Find an homomorphism $\phi:\mathbb{Z}^4 \to G$

Question

I read about free abelian groups would be grateful for an example.

Let's say I have to find an homomorphism in this case:

Let $G=\langle g\rangle$ be a cyclic (and abelian) group, such that $|G|=4$.

Using free abelian groups theorem there is a unique homomorphism $\phi:\mathbb{Z}^4 \to G$

So, I have to take $\{(1,0,0,0),(0,1,0,0),(0,0,1,0),(0,0,0,1)\}$ such that $\phi(1,0,0,0),\phi(0,1,0,0),\phi(0,0,1,0),\phi(0,0,0,1)$ are elements in $G$.

$G$ has a unique generator but $\mathbb{Z}^4$ has $4$ generators.

Where is my misunderstanding?

Thanks!

Answer 1

The fact that $\mathbb Z^4$ is free abelian does not imply that there exists a unique homomorphism $\mathbb Z^4 \to G$.

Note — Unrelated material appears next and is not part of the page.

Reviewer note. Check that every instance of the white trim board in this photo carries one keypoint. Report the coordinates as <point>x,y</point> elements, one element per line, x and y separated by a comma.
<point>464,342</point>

Instead, fixing the free basis of size $4$ that you indicated and that I will denote in shorthand as $\{e_1,e_2,e_3,e_4\}$, here's what is true:

For every function $f : \{e_1,e_2,e_3,e_4\} \to G$ there exists a unique homomorphism $\phi : \mathbb Z^4 \to G$ such that the restricted function $\phi \mid \{e_1,e_2,e_3,e_4\}$ is equal to the given function $f$.

Generators of $G$ have nothing to do with this (so, even though you are mistaken that an order $4$ cyclic group has a unique generator --- it has two generators --- that is inconsequential to the post).

You can literally start with any function $f : \{e_1,e_2,e_3,e_4\} \to G$ whatsoever. Since the order of $G$ is equal to $4$, for each $i=1,...,4$ there are exactly $4$ choices of $f(e_i)$. So, altogether there are exactly $4^4 = 256$ choices for the function $f$. And therefore, given that each of these $f$'s extends to a unique $\phi$, there are exactly $256$ homomorphisms $\phi : \mathbb Z^4 \to G$.